Van muzikale ondervoeding is bij Sitkovetsky geen sprake. Hij toont het juiste stijlgevoel, pakt de materie op de juiste wijze aan, maar voegt daar weinig persoonlijks aan toe.

Als een samenvatting van de beste kwaliteiten uit het ‘nog niet authentiek bewuste’ verleden komen de vertolkingen van Perlman over. Het zijn qua rijke, volle toon en realisatie hoogst indrukwekkende uitvoeringen, alleen gaan bij deze aanpak wel iets aan nuancen verloren. Maar het is moeilijk zich aan de pluspunten van deze realisatie te onttrekken. Perlman mag dan op papier niet een ideale Bachvertolker lijken, hij zorgt niettemin voor een hele gave, warmbloedige en stijlvolle verklanking.

Zo is op zijn manier hetgeen Kagan ten tonele voert nog een imposante samenvatting van wat de Russische vioolschool vroeger te bieden had: grote toon, intense voordracht in tempi die aan de trage kant zijn, maar behalve bijvoorbeeld in de beroemde Chaconne toch niet in ideale Bachstijl. Lees wat Mullova over haar Moskouse Bachervaringen te zeggen heeft.

Herinneringen aan hoe Zehetmair op een moderne viool met bijbehorende strijkstok toch tracht barokke uitvoeringsprincipes aan te houden, wekt vooral ook Tetzlaff. Hij maakt veel van de polyfone gedeelten. Zijn beide opnamen zijn uitstekend, maar in zijn tweede overtreft hij zichzelf omdat hij verder boven de materie staat en meer eigen karakter toont. Zeker in zijn tweede opname is Tetzlaff een weloverwogen, verbeeldingsvolle vertolker die technisch alles weet te realiseren wat met een moderne strijkstok maar kan. De lastige akkoorden komen bij hem pront uit de verf. Bovendien speelt hij heel spontaan en verleent de dansen veel karakter. Iemand om in de gaten te houden.

Wat Poulet precies doet is helaas niet duidelijk hoorbaar door het grote galmaandeel van zijn opname, maar op zichzelf levert hij een zeer vitale, stijlvolle prestatie.

Oude school in de nadagen ademt de voordracht van Haendel. Er is weinig mis met haar voordracht, maar op den duur gaat ze toch wat eenvormig en al te serieus klinken.

De in onze contreien vrijwel onbekende Fulkerson maakte vooral naam als vertolker van eigentijdse muziek (Glass, Wernick, Harris, Ives, Erb, Crumb, Ornstein) maar beweegt zich ook met overtuiging in de baroksector.

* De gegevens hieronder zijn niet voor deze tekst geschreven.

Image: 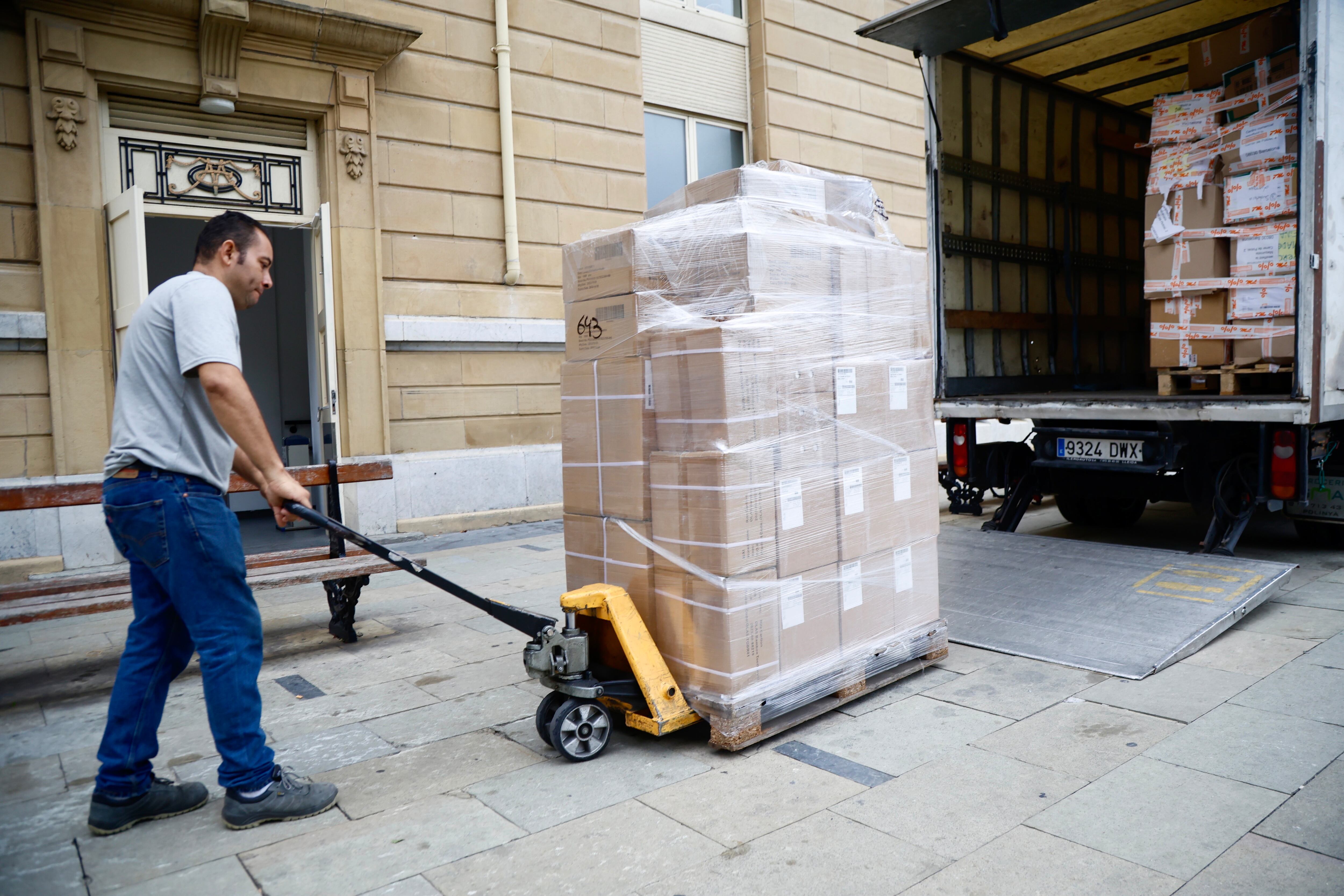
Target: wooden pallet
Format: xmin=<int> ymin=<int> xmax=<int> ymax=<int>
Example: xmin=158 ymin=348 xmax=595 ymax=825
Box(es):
xmin=1157 ymin=364 xmax=1293 ymax=395
xmin=708 ymin=622 xmax=948 ymax=752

Vooral zijn greep op de grotere structuren maakt indruk en aan een zorgvuldige, stijlvolle afwikkeling ontbreekt het niet.

Persoonlijkheid in de vorm van een streven naar kleinschaligheid, een wisselende toonvorming en expressie vormen de aangename kanten van de voordracht door de Oostenrijker Schmid, die als enige ook de bewerking tot sonates voor viool en piano van Schumann vastlegde. Hij koos voor intimiteit en kleinschaligheid, toont persoonlijkheid en maakt op zijn manier indruk.

Mogelijk kwam het moment van opname voor Ehnes nog wat te vroeg. Wat hij namelijk laat horen is aan de onpersoonlijke, puur virtuoze kant met een nogal beperkte expressie.

Fischer verrast als steeds ook in deze muziek die ze technisch feilloos en met een goede stilistische opvatting heel helder gestalte geeft. Ze haast zich niet en speelt met een bezonnenheid die men van een zo jonge soliste niet direct zou verwachten. De aanpak is aan de koele kant, passend bij een koele schoonheid. 

Mooi homogeen en met hoorbaar persoonlijke trekken maakt Waterman een goede indruk. Ze toont het juiste gevoel en weet te stimuleren. Iets meer contrastwerking zou de reeks interpretaties van Schneider hebben opgewaardeerd.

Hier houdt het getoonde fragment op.